BMC Musculoskelet Disord. 2012 Dec 29;13:265. doi: 10.1186/1471-2474-13-265.
The Western Ontario and McMaster Universities Osteoarthritis Index (WOMAC) is a widely used patient reported outcome in osteoarthritis. An important, but frequently overlooked, aspect of validating health outcome measures is to establish if items exhibit differential item functioning (DIF). That is, if respondents have the same underlying level of an attribute, does the item give the same score in different subgroups or is it biased towards one subgroup or another. The aim of the study was to explore DIF in the Likert format WOMAC for the first time in a UK osteoarthritis population with respect to demographic, social, clinical and psychological factors.

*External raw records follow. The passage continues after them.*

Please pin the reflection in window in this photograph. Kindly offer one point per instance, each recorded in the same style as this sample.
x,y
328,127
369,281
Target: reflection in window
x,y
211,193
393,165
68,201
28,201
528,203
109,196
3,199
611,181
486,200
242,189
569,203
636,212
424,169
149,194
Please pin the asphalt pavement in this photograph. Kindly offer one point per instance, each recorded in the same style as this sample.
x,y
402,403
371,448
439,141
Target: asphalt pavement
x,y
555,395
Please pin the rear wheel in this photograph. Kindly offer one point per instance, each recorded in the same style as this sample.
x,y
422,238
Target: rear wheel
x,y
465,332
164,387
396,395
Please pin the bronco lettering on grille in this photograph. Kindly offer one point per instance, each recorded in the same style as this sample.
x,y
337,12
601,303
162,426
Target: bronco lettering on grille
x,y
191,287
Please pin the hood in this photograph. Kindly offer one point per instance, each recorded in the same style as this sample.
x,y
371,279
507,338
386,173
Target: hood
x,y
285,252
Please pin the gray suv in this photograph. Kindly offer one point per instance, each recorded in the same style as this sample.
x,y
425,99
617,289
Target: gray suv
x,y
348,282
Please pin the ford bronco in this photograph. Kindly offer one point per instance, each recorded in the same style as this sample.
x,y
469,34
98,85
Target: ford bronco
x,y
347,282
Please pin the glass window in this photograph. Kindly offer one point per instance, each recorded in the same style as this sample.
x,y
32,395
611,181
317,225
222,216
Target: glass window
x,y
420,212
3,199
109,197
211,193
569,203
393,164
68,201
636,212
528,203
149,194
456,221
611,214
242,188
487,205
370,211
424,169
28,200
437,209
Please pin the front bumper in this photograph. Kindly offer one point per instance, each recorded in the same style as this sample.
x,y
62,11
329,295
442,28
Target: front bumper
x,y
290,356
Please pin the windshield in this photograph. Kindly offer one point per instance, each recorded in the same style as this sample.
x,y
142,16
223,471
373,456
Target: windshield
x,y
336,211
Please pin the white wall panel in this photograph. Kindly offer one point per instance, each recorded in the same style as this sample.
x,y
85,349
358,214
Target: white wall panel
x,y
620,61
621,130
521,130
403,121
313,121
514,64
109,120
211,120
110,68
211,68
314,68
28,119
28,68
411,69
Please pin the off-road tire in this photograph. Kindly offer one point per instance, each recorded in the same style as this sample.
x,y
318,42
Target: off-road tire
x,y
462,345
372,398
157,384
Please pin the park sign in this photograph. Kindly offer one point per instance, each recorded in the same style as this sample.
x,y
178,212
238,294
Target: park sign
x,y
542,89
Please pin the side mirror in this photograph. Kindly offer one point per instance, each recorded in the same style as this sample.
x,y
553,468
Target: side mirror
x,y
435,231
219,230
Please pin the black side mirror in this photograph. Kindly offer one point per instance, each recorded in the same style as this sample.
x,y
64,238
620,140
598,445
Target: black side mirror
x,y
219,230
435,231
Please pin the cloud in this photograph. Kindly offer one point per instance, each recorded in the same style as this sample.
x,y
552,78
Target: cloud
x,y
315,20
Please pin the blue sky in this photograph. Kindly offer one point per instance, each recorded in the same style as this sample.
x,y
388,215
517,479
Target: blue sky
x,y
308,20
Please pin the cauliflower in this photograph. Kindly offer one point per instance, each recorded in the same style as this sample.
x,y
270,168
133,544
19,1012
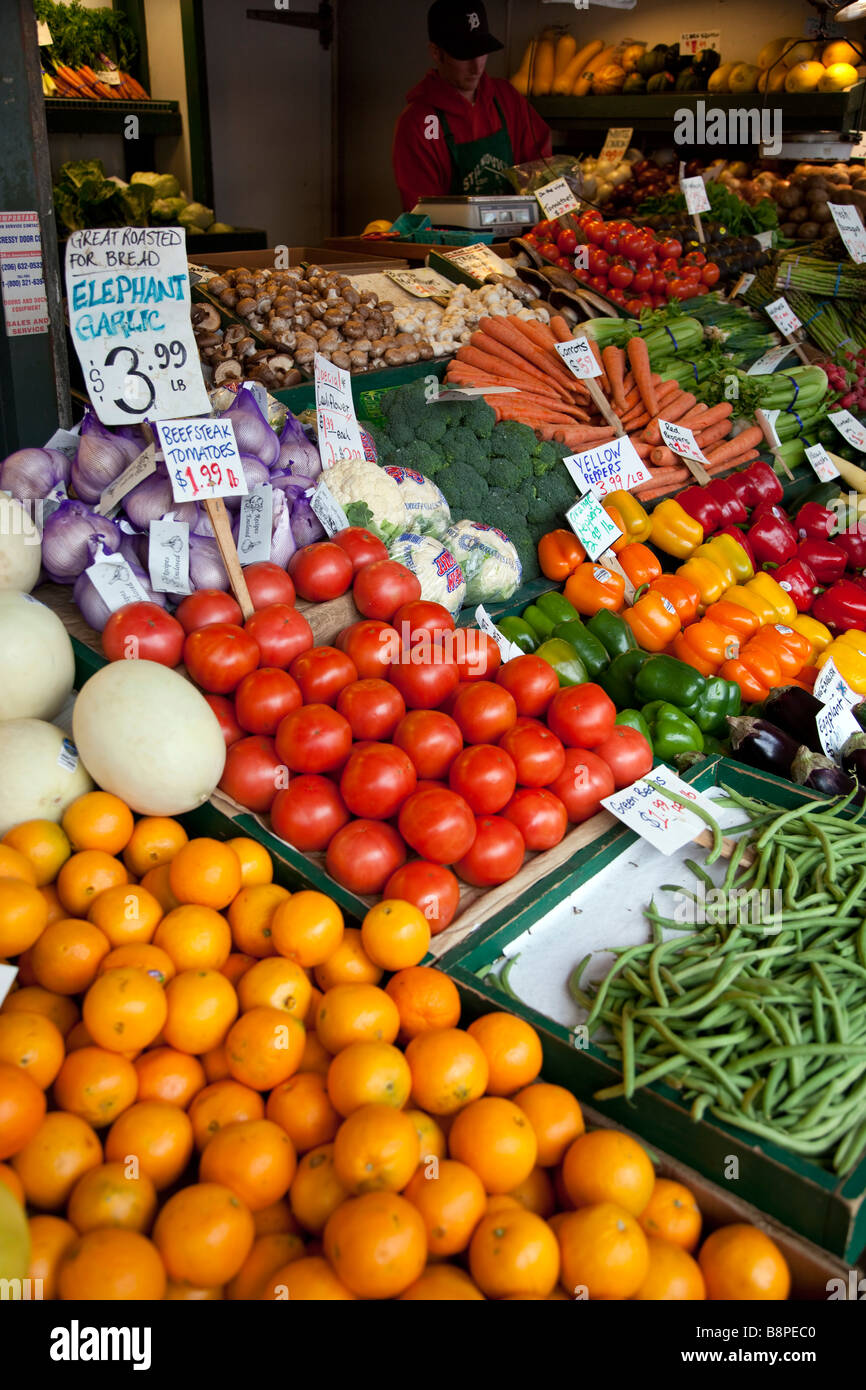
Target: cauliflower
x,y
439,574
488,559
426,505
369,496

The sample comprised a community sample of 763 people with osteoarthritis who participated in the Somerset and Avon Survey of Health. The WOMAC was explored for DIF by gender, age, social deprivation, social class, employment status, distress, body mass index and clinical factors. Ordinal regression models were used to identify DIF items.
After adjusting for age, two items were identified for the physical functioning subscale as having DIF with age identified as the DIF factor for 2 items, gender for 1 item and body mass index for 1 item. For the WOMAC pain subscale, for people with hip osteoarthritis one item was identified with age-related DIF. The impact of the DIF items rarely had a significant effect on the conclusions of group comparisons.
Overall, the WOMAC performed well with only a small number of DIF items identified. However, as DIF items were identified in for the WOMAC physical functioning subscale it would be advisable to analyse data taking into account the possible impact of the DIF items when weight, gender or especially age effects, are the focus of interest in UK-based osteoarthritis studies. Similarly for the WOMAC pain subscale in people with hip osteoarthritis it would be worthwhile to analyse data taking into account the possible impact of the DIF item when age comparisons are of primary interest.
安大略西部和麦克马斯特大学骨关节炎指数(WOMAC)是一种广泛应用于骨关节炎的患者报告结局。验证健康结果测量的一个重要但经常被忽视的方面是确定项目是否存在差异功能(DIF)。也就是说,如果受访者具有相同的潜在属性水平,那么项目在不同亚组中的得分是否相同,或者它是否偏向于一个亚组或另一个亚组。本研究的目的是首次在英国骨关节炎人群中探讨 Likert 格式 WOMAC 的 DIF,涉及人口统计学、社会、临床和心理因素。
该样本包括 763 名患有骨关节炎的社区参与者,他们参加了萨默塞特和埃文健康调查。通过性别、年龄、社会贫困、社会阶层、就业状况、痛苦、体重指数和临床因素探讨 WOMAC 的 DIF。使用有序回归模型识别 DIF 项目。
调整年龄后,两个项目被确定为身体功能子量表存在 DIF,年龄被确定为 2 个项目的 DIF 因素,性别为 1 个项目,体重指数为 1 个项目。对于 WOMAC 疼痛子量表,对于患有髋关节炎的人,有 1 个项目被确定为与年龄相关的 DIF。DIF 项目的影响很少对组间比较的结论产生重大影响。
总体而言,WOMAC 表现良好,仅发现少量 DIF 项目。然而,由于在 WOMAC 身体功能子量表中发现了 DIF 项目,当体重、性别或特别是年龄影响成为英国骨关节炎研究的关注焦点时,分析数据时考虑 DIF 项目的可能影响是明智的。同样,对于患有髋关节炎的人,在 WOMAC 疼痛子量表中,当年龄比较是主要关注点时,考虑 DIF 项目的可能影响是值得的。